The lawsuit, which Lambda Legal filed in U.S. District Court for the District of Maryland in Baltimore, alleges the policy that bans the State Department from issuing passports with “X” gender markers “has caused and is causing grave and immediate harm to transgender people like plaintiffs, in violation of their constitutional rights to equal protection.”

Two of the seven plaintiffs — Jill Tran and Peter Poe — live in Maryland. The State Department, Secretary of State Marco Rubio, and the federal government are defendants.

“The discriminatory passport policy exposes transgender U.S. citizens to harassment, abuse, and discrimination, in some cases endangering them abroad or preventing them from traveling, by forcing them to use identification documents that share private information against their wishes,” said Lambda Legal in a press release.

Zander Schlacter, a New York-based textile artist and designer, is the lead plaintiff.

The lawsuit notes he legally changed his name and gender in New York.

Schlacter less than a week before President Donald Trump’s inauguration “sent an expedited application to update his legal name on his passport, using form DS-5504.”

Trump once he took office signed an executive order that banned the State Department from issuing passports with “X” gender markers. The lawsuit notes Schlacter received his new passport in February.

“The passport has his correct legal name, but now has an incorrect sex marker of ‘F’ or ‘female,'” notes the lawsuit. “Mr. Schlacter also received a letter from the State Department notifying him that ‘the date of birth, place of birth, name, or sex was corrected on your passport application,’ with ‘sex’ circled in red. The stated reason was ‘to correct your information to show your biological sex at birth.'”

“I, like many transgender people, experience fear of harassment or violence when moving through public spaces, especially where a photo ID is required,” said Schlacter in the press release that announced the lawsuit. “My safety is further at risk because of my inaccurate passport. I am unwilling to subject myself and my family to the threat of harassment and discrimination at the hands of border officials or anyone who views my passport.”

Former Secretary of State Antony Blinken in June 2021 announced the State Department would begin to issue gender-neutral passports and documents for American citizens who were born overseas.

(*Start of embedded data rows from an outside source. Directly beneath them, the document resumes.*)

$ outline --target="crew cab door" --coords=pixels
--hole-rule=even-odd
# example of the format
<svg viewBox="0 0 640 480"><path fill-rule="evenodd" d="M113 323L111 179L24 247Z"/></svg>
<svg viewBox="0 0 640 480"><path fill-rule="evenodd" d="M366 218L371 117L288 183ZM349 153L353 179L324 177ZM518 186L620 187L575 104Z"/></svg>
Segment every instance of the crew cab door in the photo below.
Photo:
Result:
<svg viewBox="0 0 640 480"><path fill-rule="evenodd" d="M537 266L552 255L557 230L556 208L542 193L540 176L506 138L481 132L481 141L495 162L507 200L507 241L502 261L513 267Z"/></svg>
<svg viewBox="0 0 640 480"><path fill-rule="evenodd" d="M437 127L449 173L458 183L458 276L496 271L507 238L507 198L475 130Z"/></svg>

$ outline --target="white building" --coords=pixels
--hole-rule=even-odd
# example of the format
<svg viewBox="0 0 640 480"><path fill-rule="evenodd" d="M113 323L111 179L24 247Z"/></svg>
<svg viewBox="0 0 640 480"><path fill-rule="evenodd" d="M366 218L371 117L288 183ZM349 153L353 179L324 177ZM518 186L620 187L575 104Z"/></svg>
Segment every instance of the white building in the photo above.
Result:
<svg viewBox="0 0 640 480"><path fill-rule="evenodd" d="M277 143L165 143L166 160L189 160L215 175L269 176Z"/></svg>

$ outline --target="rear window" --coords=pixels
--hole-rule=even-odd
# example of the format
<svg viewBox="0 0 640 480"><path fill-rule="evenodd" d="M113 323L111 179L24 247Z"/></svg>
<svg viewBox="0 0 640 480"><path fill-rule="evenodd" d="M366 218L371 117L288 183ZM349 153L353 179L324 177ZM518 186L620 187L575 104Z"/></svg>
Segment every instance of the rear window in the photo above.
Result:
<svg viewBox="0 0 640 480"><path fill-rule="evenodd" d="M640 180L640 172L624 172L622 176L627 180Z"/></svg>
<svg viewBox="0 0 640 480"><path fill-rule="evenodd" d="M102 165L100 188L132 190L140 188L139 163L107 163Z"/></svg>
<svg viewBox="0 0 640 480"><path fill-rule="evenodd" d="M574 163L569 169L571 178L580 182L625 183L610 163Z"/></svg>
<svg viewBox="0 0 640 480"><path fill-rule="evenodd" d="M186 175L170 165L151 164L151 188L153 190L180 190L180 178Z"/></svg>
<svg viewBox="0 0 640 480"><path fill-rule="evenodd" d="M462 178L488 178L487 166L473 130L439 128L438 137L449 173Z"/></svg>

Dana Zzyym, an intersex U.S. Navy veteran who identifies as nonbinary, in 2015 filed a federal lawsuit against the State Department after it denied their application for a passport with an “X” gender marker. Zzyym in October 2021 received the first gender-neutral American passport.

Lambda Legal represented Zzyym.

The State Department policy took effect on April 11, 2022.

Trump signed his executive order shortly after he took office in January. Germany, Denmark, Finland, and the Netherlands are among the countries that have issued travel advisories for trans and nonbinary people who plan to visit the U.S.

A federal judge in Boston earlier this month issued a preliminary injunction against the executive order.  The American Civil Liberties Union filed the lawsuit on behalf of seven trans and nonbinary people.